Bilinda Straight, Ivy Pike, Charles Hilton, and Matthias Oesterle – Pages 557-578

http://link.springer.com/article/10.1007/s11013-014-9417-4

The authors of this article strive to establish a nuanced and ethnographically rich understanding of suicide and mental distress in an under-studied population of three distinct, yet interacting, pastoral communities in northern central Kenya. These three groups– the Pokot, Samburu, and Turkana– are engaged in intercommunity conflicts over territory and land use agreements, despite the communities’ shared and entangled oral histories. Such tensions are only exacerbated by mutual fear of raids by other groups, dearths in food available for forage, and the theft of livestock from individuals who sell the animals to finance political campaigns. Poverty is likewise aggravated by these patterns of loss and violence.

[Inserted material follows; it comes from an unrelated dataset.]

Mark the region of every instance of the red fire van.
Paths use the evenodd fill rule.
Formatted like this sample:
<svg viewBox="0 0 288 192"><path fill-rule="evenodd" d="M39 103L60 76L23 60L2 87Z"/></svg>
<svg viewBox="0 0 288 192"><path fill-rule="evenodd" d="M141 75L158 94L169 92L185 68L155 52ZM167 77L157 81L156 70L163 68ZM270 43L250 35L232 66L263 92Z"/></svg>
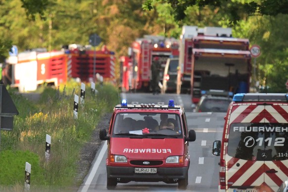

This turbulent social environment creates widespread mental distress amongst the three communities, yet individuals from each group stressed to the research team that they felt obligated to persevere despite these pressures, making admitting psychological suffering (and especially confessing thoughts about suicide) deeply taboo. Therefore, any mental health intervention would have to be responsive to the extent to which Pokot, Samburu, and Turkana culture disallow individuals from discussing or even thinking about suicide: an act which could create even more social strain on the family of the person who committed it. The researchers confirmed this inability to discuss suicide by the high rates of non-response on a survey question which asked participants whether or not they had experienced suicidal thoughts.

Suicide thus proves to be a unique case for anthropological analysis because it is both driven by the social conditions of those who take their own lives, as well as disruptive to the communities in which these people lived. Its treatment by global health workers must in turn be sensitive to cultural beliefs that forbid conversation about suicide, especially in communities where the death of an individual may contribute to already extraordinary social distress.